Hi , I am trying to generate text sentences from keywords. This is kind of similar to what has been mentioned in this medium blog here.
Input to the model is keywords and some auxiliary information separated by “|” symbol. and output is the actual sentence that contains the keywords.
keyword_keylabel_separator = "|"
def splitKeywords(keywords):
keywords=keywords.replace(" , "," ; ")
keywordsList=keywords.split(",")
return keywordsList
def splitKeyLabels(keylabels):
keylabelsList=keylabels.split(" ")
return keylabelsList
class GPT2DataPreparer:
def getInputString(self,row):
keywords=row["Keyword"]
keylabels=row["Keylabels"]
keywords=splitKeywords(keywords)
keylabels = splitKeyLabels(keylabels)
sentence=row["Sentence"]
_input=''
for keyword,keylabel in zip(keywords,keylabels):
_input+= keyword+","+keylabel+keyword_keylabel_separator
_input=_input[:-1]
return _input.strip()
def getOutputString(self,row):
sentence = row["Sentence"]
return sentence.strip()
processer=GPT2DataPreparer()
def processForT5(readFile,writeFile,shuffle=False):
global _row
with open(readFile,'r',encoding='utf-8') as csvfile:
with open(writeFile, 'w',encoding='utf-8') as processedfile:
reader = csv.DictReader(csvfile)
writer=csv.DictWriter(processedfile,fieldnames=["Input","Output"])
writer.writeheader()
rows=list(tqdm(reader))
if shuffle:
random.shuffle(rows)
for row in tqdm(rows):
# _row=row
# break
# print(row["Sentence"])
_dict={"Input":processer.getInputString(row),"Output":processer.getOutputString(row)}
# print(_dict)
writer.writerow(_dict)
MODEL = "gpt2-medium"
cache_dir = '/mnt/store/transformer_model_download_directory/'
tokenizer = GPT2Tokenizer.from_pretrained(MODEL,cache_dir=cache_dir)

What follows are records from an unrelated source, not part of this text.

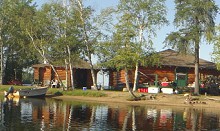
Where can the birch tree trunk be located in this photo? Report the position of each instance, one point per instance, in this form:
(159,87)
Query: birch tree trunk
(43,56)
(127,83)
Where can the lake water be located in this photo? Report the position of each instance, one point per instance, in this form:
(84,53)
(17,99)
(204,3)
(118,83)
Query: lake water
(57,115)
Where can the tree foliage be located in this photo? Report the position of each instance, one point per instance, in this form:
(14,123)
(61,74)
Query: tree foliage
(195,20)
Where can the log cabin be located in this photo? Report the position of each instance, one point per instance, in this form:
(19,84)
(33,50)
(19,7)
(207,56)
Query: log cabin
(173,67)
(44,74)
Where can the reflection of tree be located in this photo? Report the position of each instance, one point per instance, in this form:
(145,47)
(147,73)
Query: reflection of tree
(124,127)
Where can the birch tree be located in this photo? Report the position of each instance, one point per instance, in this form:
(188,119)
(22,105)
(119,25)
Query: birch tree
(89,33)
(195,20)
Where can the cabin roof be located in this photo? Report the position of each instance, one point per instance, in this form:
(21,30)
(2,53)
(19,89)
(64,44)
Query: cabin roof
(172,58)
(79,64)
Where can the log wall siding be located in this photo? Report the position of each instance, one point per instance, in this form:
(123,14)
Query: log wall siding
(48,75)
(117,78)
(36,74)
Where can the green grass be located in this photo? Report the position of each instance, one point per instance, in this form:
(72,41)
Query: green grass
(77,92)
(59,91)
(6,87)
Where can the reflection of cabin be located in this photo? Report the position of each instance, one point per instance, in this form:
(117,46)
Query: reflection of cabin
(44,74)
(174,66)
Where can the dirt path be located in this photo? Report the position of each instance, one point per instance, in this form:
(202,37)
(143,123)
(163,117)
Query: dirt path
(157,99)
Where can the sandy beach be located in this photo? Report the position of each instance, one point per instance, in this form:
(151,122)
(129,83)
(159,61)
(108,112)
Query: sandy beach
(160,99)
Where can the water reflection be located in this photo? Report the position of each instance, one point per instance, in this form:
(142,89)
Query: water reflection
(51,114)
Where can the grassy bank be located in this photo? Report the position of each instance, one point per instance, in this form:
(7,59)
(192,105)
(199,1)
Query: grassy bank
(59,91)
(76,92)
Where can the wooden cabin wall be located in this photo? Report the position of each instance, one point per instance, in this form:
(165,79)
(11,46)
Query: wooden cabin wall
(47,76)
(36,74)
(61,71)
(147,75)
(150,72)
(117,78)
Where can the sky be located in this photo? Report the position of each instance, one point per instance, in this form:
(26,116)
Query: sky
(205,49)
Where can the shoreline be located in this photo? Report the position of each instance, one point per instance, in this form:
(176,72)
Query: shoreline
(172,100)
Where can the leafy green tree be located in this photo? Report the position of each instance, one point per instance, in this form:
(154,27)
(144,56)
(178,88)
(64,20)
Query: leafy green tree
(53,35)
(14,54)
(88,33)
(132,41)
(195,20)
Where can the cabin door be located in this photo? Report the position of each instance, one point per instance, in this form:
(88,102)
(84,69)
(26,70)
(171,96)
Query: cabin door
(181,77)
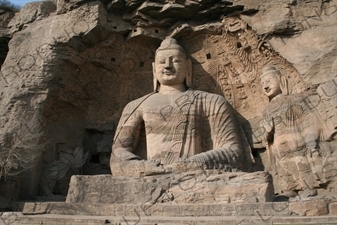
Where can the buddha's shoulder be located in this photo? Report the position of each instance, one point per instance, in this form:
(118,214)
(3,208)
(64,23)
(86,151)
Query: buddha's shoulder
(137,102)
(208,95)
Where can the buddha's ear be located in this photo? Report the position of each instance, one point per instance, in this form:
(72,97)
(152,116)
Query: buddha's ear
(189,76)
(155,81)
(284,85)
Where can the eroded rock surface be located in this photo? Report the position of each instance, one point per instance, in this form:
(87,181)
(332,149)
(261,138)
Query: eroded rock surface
(67,77)
(197,187)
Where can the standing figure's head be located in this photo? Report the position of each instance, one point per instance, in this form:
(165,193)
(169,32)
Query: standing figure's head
(171,66)
(273,82)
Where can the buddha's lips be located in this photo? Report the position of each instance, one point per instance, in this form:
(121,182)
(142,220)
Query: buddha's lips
(267,89)
(168,72)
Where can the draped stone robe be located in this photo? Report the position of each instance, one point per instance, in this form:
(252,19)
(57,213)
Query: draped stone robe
(192,124)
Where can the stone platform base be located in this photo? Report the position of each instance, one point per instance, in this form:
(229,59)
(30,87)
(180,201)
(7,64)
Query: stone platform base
(303,207)
(200,187)
(19,219)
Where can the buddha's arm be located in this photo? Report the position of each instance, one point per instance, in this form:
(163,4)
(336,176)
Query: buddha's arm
(127,135)
(227,153)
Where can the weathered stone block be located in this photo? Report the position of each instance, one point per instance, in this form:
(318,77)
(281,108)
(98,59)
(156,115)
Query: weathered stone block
(314,207)
(333,208)
(192,187)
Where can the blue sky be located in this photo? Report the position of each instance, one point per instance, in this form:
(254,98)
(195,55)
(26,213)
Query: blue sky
(22,2)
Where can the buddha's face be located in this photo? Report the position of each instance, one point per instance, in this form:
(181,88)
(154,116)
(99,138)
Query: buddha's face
(170,67)
(271,85)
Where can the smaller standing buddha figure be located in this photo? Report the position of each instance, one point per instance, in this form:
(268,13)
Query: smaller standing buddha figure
(292,133)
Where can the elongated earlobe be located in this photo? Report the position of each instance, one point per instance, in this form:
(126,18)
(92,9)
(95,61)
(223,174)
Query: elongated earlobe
(284,85)
(189,77)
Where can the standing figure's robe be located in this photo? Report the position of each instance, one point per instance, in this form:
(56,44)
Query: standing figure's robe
(193,124)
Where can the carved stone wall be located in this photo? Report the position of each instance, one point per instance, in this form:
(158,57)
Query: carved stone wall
(74,69)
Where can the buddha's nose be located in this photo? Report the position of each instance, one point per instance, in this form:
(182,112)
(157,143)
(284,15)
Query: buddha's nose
(168,63)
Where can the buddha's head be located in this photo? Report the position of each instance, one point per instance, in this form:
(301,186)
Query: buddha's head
(273,82)
(171,66)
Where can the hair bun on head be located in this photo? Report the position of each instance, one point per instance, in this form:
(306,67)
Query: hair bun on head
(170,43)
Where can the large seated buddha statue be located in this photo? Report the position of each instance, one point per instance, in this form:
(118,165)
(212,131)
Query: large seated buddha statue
(185,129)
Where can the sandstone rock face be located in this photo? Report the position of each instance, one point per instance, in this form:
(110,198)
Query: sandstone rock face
(198,187)
(67,76)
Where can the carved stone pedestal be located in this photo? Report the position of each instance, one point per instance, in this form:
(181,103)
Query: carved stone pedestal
(197,187)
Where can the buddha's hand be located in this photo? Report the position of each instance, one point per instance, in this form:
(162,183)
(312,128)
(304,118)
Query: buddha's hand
(313,150)
(153,167)
(183,165)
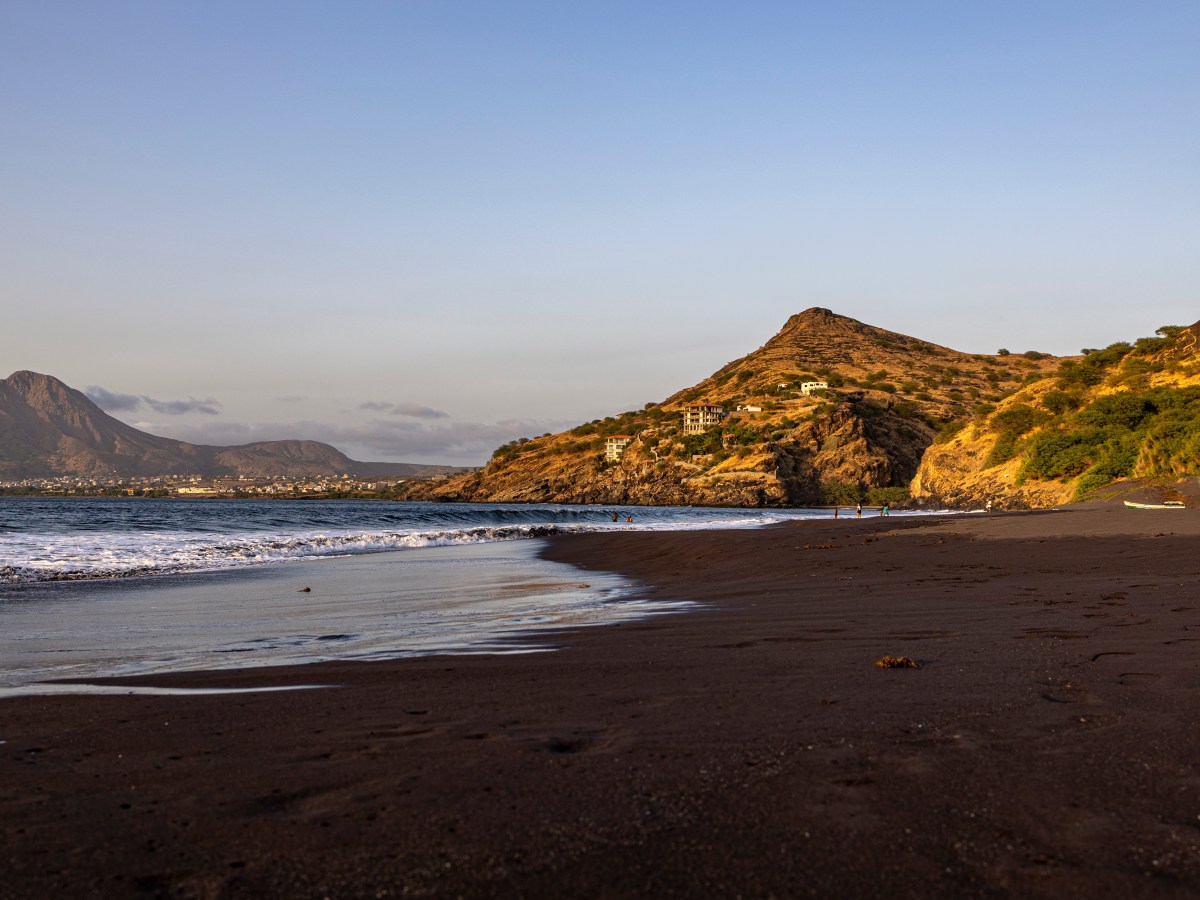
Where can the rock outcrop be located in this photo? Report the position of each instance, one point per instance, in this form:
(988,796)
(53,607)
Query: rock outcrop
(868,430)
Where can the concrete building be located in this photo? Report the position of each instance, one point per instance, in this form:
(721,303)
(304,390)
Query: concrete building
(616,445)
(701,417)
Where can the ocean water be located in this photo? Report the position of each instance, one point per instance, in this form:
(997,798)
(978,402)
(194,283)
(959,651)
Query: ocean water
(111,587)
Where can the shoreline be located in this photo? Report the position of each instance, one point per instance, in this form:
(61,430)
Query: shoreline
(1045,747)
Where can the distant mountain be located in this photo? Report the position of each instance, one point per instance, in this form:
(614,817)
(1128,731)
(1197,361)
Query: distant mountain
(48,429)
(784,442)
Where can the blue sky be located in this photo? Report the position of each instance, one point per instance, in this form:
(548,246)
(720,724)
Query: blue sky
(419,229)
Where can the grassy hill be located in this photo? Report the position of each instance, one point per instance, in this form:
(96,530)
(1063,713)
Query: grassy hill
(1126,411)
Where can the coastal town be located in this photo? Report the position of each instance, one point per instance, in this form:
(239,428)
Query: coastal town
(280,486)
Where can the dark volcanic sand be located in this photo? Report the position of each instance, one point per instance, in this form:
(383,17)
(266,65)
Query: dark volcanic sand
(1047,747)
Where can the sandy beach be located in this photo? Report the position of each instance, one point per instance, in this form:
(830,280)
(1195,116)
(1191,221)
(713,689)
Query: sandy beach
(1045,747)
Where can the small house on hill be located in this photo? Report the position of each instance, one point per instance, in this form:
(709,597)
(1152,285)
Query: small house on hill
(701,417)
(615,445)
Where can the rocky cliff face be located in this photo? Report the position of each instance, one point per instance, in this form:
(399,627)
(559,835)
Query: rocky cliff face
(887,395)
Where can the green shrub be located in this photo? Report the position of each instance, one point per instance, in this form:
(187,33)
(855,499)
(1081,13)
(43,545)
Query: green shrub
(887,496)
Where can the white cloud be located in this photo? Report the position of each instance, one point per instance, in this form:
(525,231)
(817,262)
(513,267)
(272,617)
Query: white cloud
(113,402)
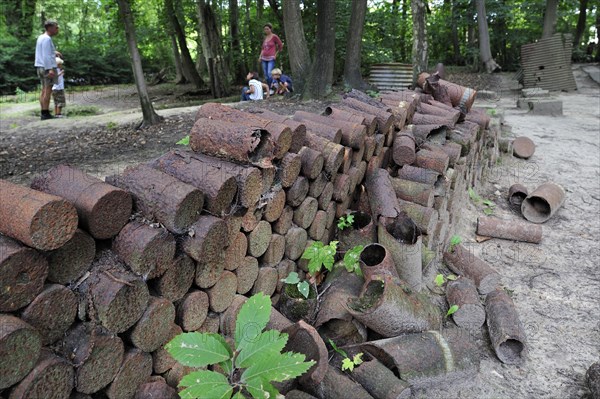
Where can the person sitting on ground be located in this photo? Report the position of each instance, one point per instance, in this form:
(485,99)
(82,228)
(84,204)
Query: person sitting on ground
(58,90)
(280,83)
(255,89)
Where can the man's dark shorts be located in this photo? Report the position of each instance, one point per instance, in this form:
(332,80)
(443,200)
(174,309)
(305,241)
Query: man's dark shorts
(45,80)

tokenizer.pad_token = tokenizer.unk_token
config = GPT2Config.from_pretrained(MODEL,
bos_token_id=tokenizer.bos_token_id,
eos_token_id=tokenizer.eos_token_id,
sep_token_id=tokenizer.sep_token_id,
pad_token_id=tokenizer.pad_token_id,
output_hidden_states=False,cache_dir=cache_dir)
Then, I am trying to use the transfer learning approach to finetune the last 12 layers of the model.
UNFREEZE_LAST_N = 12
for parameter in model.parameters():
parameter.requires_grad = False
for i, m in enumerate(model.transformer.h):
#Only un-freeze the last n transformer blocks
if i+1 > len(model.transformer.h) - UNFREEZE_LAST_N:
print("un-freeze block number {} ".format(i+1))
for parameter in m.parameters():
parameter.requires_grad = True
for parameter in model.transformer.ln_f.parameters():
parameter.requires_grad = True
for parameter in model.lm_head.parameters():
parameter.requires_grad = True
And this is my Dataset class overridden
import random
MAXLEN=128
class CustomDataset(Dataset):
def __init__(self, dataframe, tokenizer, randomize=True,input_column_name='Input',output_column_name='Output'):
self.randomize = randomize
self.tokenizer = tokenizer
self.input_column_name = input_column_name
self.output_column_name = output_column_name
self.input_data = dataframe[self.input_column_name]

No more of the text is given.